If any of their customers had any complaints, they would talk to Ted or Tammy. Another supervisor’s name was Liz. She is the highest paid in the company, and she is supposed to be a snitch. Maybe that is how she got the position, by snitching all the time. She watched four movies to show and explain to her what should be done by the maids. The videos were her training. The maid would have to dust, clean bathrooms, Kitchens and vacuum the houses. Ehrenreich was cleaning the kitchen floor on her hands and knees, without kneepads. They didn’t use regular mops to clean floors.
Ehrenreich stated “We don’t have sponge like the ones I use in my own house; the hands-and-knees approach is a definite selling point for corporate cleaning services like the maids” (83). They were only allowed to use half a bucket of water for the kitchen and floors. Her co-workers were just regular people going to work everyday. They talk about their families and friends like everything was going fine with their life. Maddy, her co-worker, is having babysitter problems. Her boyfriend’s sister watched her youngest child for $50 a week, when a childcare service charged $90 a week (80).
Ehrenreich stated that another co-worker “Pauline, the oldest of us owns her own home, but she slept on the sofa, while her four grown children and three grandchildren fill up the bedrooms. But although no one, apparently, is sleeping in a car, there are signs, even at the beginning, of real difficulty if not actual misery” (79). No one likes what they do for a living, but they got to do whatever it takes to make it in life. Yes, in the book Nickel and Dimed, Barbara Ehrenreich did face problems when working minimum wage jobs. In each state, Ehrenreich works with different people, but having the same problems in the end.

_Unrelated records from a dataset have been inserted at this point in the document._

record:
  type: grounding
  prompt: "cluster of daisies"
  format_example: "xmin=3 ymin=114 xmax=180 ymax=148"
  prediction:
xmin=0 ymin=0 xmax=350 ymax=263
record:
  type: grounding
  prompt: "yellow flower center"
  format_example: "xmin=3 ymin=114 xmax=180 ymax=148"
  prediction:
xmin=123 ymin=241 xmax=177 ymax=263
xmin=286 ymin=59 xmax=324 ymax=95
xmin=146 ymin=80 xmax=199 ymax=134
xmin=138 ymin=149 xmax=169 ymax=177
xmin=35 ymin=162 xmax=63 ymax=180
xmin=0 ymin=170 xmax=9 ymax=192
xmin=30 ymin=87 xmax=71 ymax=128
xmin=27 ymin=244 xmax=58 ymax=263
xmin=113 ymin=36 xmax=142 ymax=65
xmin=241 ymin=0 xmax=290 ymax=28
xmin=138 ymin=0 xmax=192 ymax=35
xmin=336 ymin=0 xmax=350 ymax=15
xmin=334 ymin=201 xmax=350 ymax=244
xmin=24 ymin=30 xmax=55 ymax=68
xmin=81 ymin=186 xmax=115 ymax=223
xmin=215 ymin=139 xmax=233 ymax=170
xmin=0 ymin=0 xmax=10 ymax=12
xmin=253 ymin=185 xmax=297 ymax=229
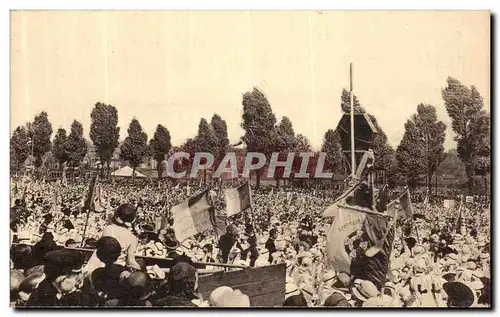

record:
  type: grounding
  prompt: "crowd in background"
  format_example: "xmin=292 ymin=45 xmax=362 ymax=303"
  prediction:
xmin=10 ymin=175 xmax=491 ymax=307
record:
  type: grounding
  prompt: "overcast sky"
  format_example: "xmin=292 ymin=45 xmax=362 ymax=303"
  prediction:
xmin=10 ymin=11 xmax=490 ymax=149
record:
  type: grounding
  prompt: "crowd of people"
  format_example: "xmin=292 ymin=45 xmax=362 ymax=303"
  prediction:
xmin=10 ymin=174 xmax=491 ymax=307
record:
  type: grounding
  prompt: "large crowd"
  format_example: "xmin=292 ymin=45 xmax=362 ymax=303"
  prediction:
xmin=10 ymin=174 xmax=491 ymax=307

The challenges she faced was the different people she worked for, who seemed not to care about their employees as long as they came to work and did what they were told to do. The rules and regulations at each job were different, and never the same. All her fellow co-workers’ personalities were different. Some of them were nice to work with, but had so many things going wrong with their lives. She had to adjust to her co-workers’ lifestyles and the way they support each other. It was a good experience for her and she was never in a situation that she could not get herself out of, even though she had other money saved up for those rainy days.